Convert non-standard JSON objects to JSON objects and expand them

To expand nested dictionary data, you must first convert the dictionary data to JSON data. Then, you can use the e_json function to expand the data.

  • Raw log

    content: {
      'referer': '-',
      'request': 'GET /phpMyAdmin',
      'status': 404,
      'data-1': {
        'aaa': 'Mozilla',
        'bbb': 'asde'
      },
      'data-2': {
        'up_adde': '-',
        'up_host': '-'
      }
    }
  • Data transformation statement

    1. You can convert the single quotes in the content field to double quotes to transform the data into the JSON format.

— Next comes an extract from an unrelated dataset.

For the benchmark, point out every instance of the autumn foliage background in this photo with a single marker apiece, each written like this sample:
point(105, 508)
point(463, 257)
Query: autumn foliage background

      e_set("content_json",str_replace(ct_str(v("content")),"'",'"'))

      The processed log is as follows:

      content: {
        'referer': '-',
        'request': 'GET /phpMyAdmin',
        'status': 404,
        'data-1': {
          'aaa': 'Mozilla',
          'bbb': 'asde'
        },
        'data-2': {
          'up_adde': '-',
          'up_host': '-'
        }
      }
      content_json:  {
        "referer": "-",
        "request": "GET /phpMyAdmin",
        "status": 404,
        "data-1": {
          "aaa": "Mozilla",
          "bbb": "asde"
        },
        "data-2": {
          "up_adde": "-",
          "up_host": "-"
        }
      }
    2. You can expand the standardized content_json data. For example, to expand only the first layer, set the depth parameter to 1.

      e_json("content_json",depth=1,fmt='full')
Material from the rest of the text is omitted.